My 5 mm annie on the internal carotid has the ophthalmic artery coming out the side of it. The doctor who did my angiogram told me it wasn't treatable through endovascular means like coiling because it would cut off blood to the eye. The surgeon also told me a craniotomy and clipping is riskier than leaving it alone and monitoring it.
At my one year follow-up, the CT Angiogram showed no changes. The next day I got a call from the doctor's office saying that at the weekly group aneurysm meeting, my case came up, and it could possibly be treated with the relatively new PED (Pipeline Embolization Device), so today I had an appointment with the interventional radiologist to talk it over.
The doctor laid out the options and explained how the device usually lets enough blood through to feed the artery coming off the annie. The upside of treatment would be that I wouldn't continue to run a 1% annual risk of it bursting and the awful consequences.

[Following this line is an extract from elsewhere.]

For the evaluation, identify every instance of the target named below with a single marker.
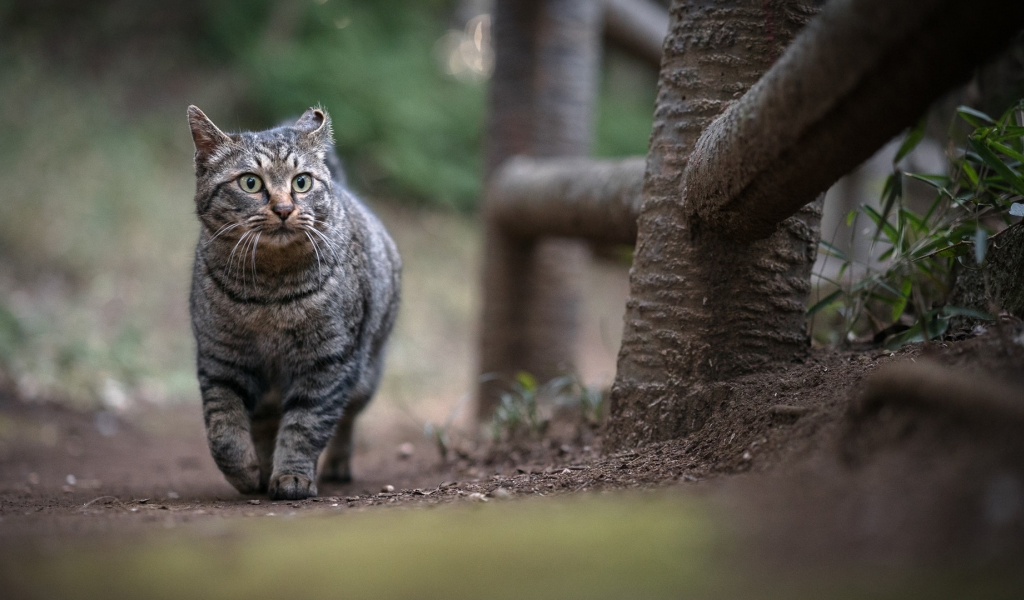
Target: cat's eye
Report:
(250, 183)
(302, 182)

The downside would be that there is no way to know for sure whether or not the blood flow to the ophthalmic artery would actually be preserved. He didn't give a % or anything like that. I am not willing to risk my eye at this stage of the game. All the doctors insist the annie has nothing to do with my eye pain.
So, we will continue monitoring. If it grows, it's nice to know the PED is an option. Maybe as the base of patients who receives them grows, the doctors will have a better idea how reliable the blood flow will be. So here we are.
As for my transverse myelitis, my legs are getting weaker and more restless, my bladder and bowel troubles are very slowly getting worse, and my neuro, a woman about my age (almost 60), attributes it to aging.